Sul palco sale anche Davide Panico. Insieme ad altri compagni di viaggio, racconta la storia del Comitato Cittadini e Lavoratori Liberi e Pensanti a partire dall’eclatante irruzione dell’apecar in una piazza di Taranto mentre si svolgeva una manifestazione promossa da Cgil, Cisl e Uil, nell’agosto del 2012. «La nostra battaglia non è solo contro l’Ilva – dice Panico ma anche contro l’Eni, la stessa azienda che oggi sponsorizza il concerto del Primo Maggio di Roma. Senza dimenticare i veleni prodotti dalla Marina Militare che per decenni ha colonizzato Taranto diventando padrona di territori enormi e dividendo in due la città, come accadeva in tempi di guerra». 

fabi silvestriAnche gli artisti si esprimono sulla realtà tarantina. Ci provano sia  Niccolò Fabi che il suo collega (e fraterno amico) Daniele Silvestri. Entrambi, alla vigilia del concerto, sono stati al quartiere “Tamburi” ad ascoltare la voce dei residenti e a toccare con mano il dramma di chi vive a pochi passi dalle ciminiere dell’Ilva.

«Conoscevamo già le problematiche di Taranto – dice Fabi ma tutto cambia quando si guardano gli occhi delle persone che vivono questa realtà. Tutto diventa più forte a livello emotivo perché scatta l’immedesimazione». Fabi definisce “criminale” la decisione di costringere le persone a scegliere tra salute e lavoro. Gli fa eco, sul palco, Silvestri: «Quando non sono le istituzioni a risolvere i nostri problemi e ad evitare di farci cadere in quell’orrendo ricatto – sottolinea – l‘unica soluzione è che lo facciano direttamente i cittadini, come state facendo voi».
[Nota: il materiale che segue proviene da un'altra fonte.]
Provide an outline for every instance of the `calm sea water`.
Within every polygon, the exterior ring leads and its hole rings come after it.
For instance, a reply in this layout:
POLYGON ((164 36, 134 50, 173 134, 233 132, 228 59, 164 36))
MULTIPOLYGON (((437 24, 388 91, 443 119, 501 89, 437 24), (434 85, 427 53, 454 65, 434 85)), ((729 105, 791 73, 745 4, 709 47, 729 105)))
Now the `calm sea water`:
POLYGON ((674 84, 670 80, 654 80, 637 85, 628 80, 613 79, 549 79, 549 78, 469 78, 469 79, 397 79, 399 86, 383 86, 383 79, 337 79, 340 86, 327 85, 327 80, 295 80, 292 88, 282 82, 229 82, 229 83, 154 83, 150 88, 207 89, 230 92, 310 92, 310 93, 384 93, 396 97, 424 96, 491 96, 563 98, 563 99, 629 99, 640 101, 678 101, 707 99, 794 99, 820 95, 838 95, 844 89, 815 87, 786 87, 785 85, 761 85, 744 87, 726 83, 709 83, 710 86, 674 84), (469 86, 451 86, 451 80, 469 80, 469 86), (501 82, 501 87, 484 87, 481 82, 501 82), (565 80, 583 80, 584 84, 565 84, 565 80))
Tra l’esibizione di Silvestri e quella dei Litfiba si parla dell’emergenza sanitaria che incombe sulla città ionica. A farlo è l’oncoematologo Patrizio Mazza, uno dei primi medici a denunciare l’inquietante trend che si riscontrava a Taranto rispetto alle malattie oncologiche (e non solo). Nel suo intervento ha ricordato il caso del bambino di dieci anni a cui fu diagnosticato un carcinoma del rinofaringe riscontrabile solo in fumatori incalliti (ovviamente adulti) e la difficoltà a farsi ascoltare dalle istituzioni.

«La mattina inizio a lavorare che c’è gente che mi aspetta – racconta il medico – e quando finisco ne trovo altra ancora che chiede aiuto. Noi continuiamo a sollecitare risposte all’emergenza sanitaria ma poi vediamo che la Regione limita i fondi e procede coi tagli. Ora chiedo a voi di dare voce a questa esigenza: la gente deve essere curata meglio anche a Taranto». E sul nesso di causalità tra le emissioni inquinanti (Eni, Ilva, inceneritori) e le malattie, il dottor Mazza spazza via ogni dubbio: basta vedere i casi di chi si ammala e leggere i numeri per comprendere che qualche nesso c’è.

Sul palco, anche le testimonianze di Patrizia Moretti, madre di Federico Aldrovandi, il 18enne studente ucciso a Ferrara il 25 settembre 2005 dopo essere stato fermato dalla polizia per un controllo, ed Egidia Beretta, la mamma di Vittorio Arrigoni, l’attivista, pacifista e giornalista ucciso nel 2011 a Gaza. Si è parlato di immigrazione con il sindaco di Lampedusa Giusi Nicolini ed è stato lanciato un appello da Riccardo Noury, portavoce di Amnesty International Italia, per chiedere verità e giustizia per Giulio Regeni, ricercatore e giornalista barbaramente ucciso in Egitto in circostanze ancora tutte da chiarire. Tra i volti di Taranto, quelli di Candida Fasano, ricercatrice che ha spiegato le difficoltà che incontra chi fa ricerca in Italia, e Vincenzo Fornaro, l’allevatore che ha dovuto privarsi di circa 600 capi di bestiame a causa della diossina emessa dal siderurgico, oltre ad una delegazione del comitato Taranto Lider,  impegnato sul fronte dell’informazione e della sensibilizzazione su una patologia ancora non abbastanza conosciuta, nonostante la sua ampia diffusione sul territorio, come l’endometriosi.